Music / “Sharing the Sky”, Canberra Symphony Orchestra, 2021 Australian Series. April 8. National Museum of Australia. Reviewed by ROB KENNEDY.

CONDUCTOR Jessica Cottis led the first Canberra Symphony Orchestra (CSO) Australian Series for 2021 with a world premiere and music that contemplated the vast beauty of our land and sky.

From behind the audience, soprano and composer Deborah Cheetham began the night by sounding out a message on clap sticks, then moved to the front and sung in language a powerful piece.

After Cheetham’s opening address, Brenda Gifford’s “Miriwa” (Sky), was performed by the CSO Chamber Players and sung in the Dhurga language of the Yuin people by Cheetham. This ethereal and haunting work, emotionally strong, echoed gloriously through the atrium in the National Museum of Australia.

Jessica Cottis. Photo: Martin Ollman.

Peggy Polias’ work “The Moon” explores the phases of the moon in nine short movements. It floated sinuously with music of a clear tonal construction. This soft, gentle composition covered a wide spectrum of colours and had an expert touch for such a young composer. Bravo.

“Rush” by Matthew Hindson is said to be inspired by the music of Felix Mendelssohn. Played by oboe and string quartet, this quite melodious and repetitive work was full of fresh and eclectic rhythms. Its texture was dense but offered many individual and group tonal colours that shone through. The quality playing from all was strongly acknowledged by the audience.

“Ruth Bader Ginsburg”, by Moya Henderson AM, was a world premiere and CSO commission that celebrates the life and work of this Supreme Court of America judge, wife, mother and women’s advocate.

Kirsten Williams Moya Henderson, Deborah Cheetham. Photo: Martin Ollman.

In a tightly woven structure of lively dynamic sounds, this work crossed much musical territory.

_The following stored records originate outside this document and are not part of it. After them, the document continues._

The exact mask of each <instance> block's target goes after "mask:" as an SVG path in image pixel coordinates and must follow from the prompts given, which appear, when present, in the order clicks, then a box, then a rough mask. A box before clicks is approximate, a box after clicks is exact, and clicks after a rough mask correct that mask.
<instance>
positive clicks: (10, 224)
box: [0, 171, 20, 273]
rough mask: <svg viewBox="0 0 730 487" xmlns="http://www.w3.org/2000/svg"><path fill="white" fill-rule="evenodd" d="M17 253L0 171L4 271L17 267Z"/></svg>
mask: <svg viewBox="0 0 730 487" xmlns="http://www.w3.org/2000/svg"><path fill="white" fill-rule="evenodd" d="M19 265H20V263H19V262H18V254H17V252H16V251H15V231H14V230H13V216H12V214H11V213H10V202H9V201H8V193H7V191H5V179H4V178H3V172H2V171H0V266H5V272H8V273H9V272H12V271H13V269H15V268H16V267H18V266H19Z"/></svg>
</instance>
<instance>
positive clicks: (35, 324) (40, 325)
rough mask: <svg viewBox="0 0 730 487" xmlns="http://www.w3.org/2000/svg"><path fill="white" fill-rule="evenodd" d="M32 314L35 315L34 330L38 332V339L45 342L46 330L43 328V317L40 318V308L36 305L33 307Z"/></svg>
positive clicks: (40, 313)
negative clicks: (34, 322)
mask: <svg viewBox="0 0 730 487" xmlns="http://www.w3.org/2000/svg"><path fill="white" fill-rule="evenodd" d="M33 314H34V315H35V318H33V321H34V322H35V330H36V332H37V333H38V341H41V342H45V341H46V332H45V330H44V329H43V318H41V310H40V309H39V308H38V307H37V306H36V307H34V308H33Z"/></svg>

It’s a restless piece, just like Ginsburg herself who fought for change and improvement all her life. Inside this music, there’s a lightness and gentleness that draws a strong conclusion through its unique style. I could hear the connections between Ginsburg’s life and the author of this work, Moya Henderson.

Deborah Cheetham AO, wrote “Song for Dulka Warngiid”, in multiple movements, as she says, “seamlessly blended”. It is written in response to the 2007 artwork “Dulka Warngiid” (Land of All). The music captures the sections of the original painting and the seven Kayaldild language speaker artists who created it. The artwork is a conceptual vision of Bentinck Island in Queensland. The piece was written for flutes, clarinets, violin, cello, piano and soprano.

The subtlety and ingenuity in this work were extraordinary. And to make it even better, Cheetham singing her songs added that special touch. The individual voices from the piano to the flute added their unique sounds, but it all blended to make an extra-special experience for the large audience, and this lucky reviewer.

If this is an example of Cheetham’s programming for the 2021 CSO Australian Series, I can’t wait to hear the rest.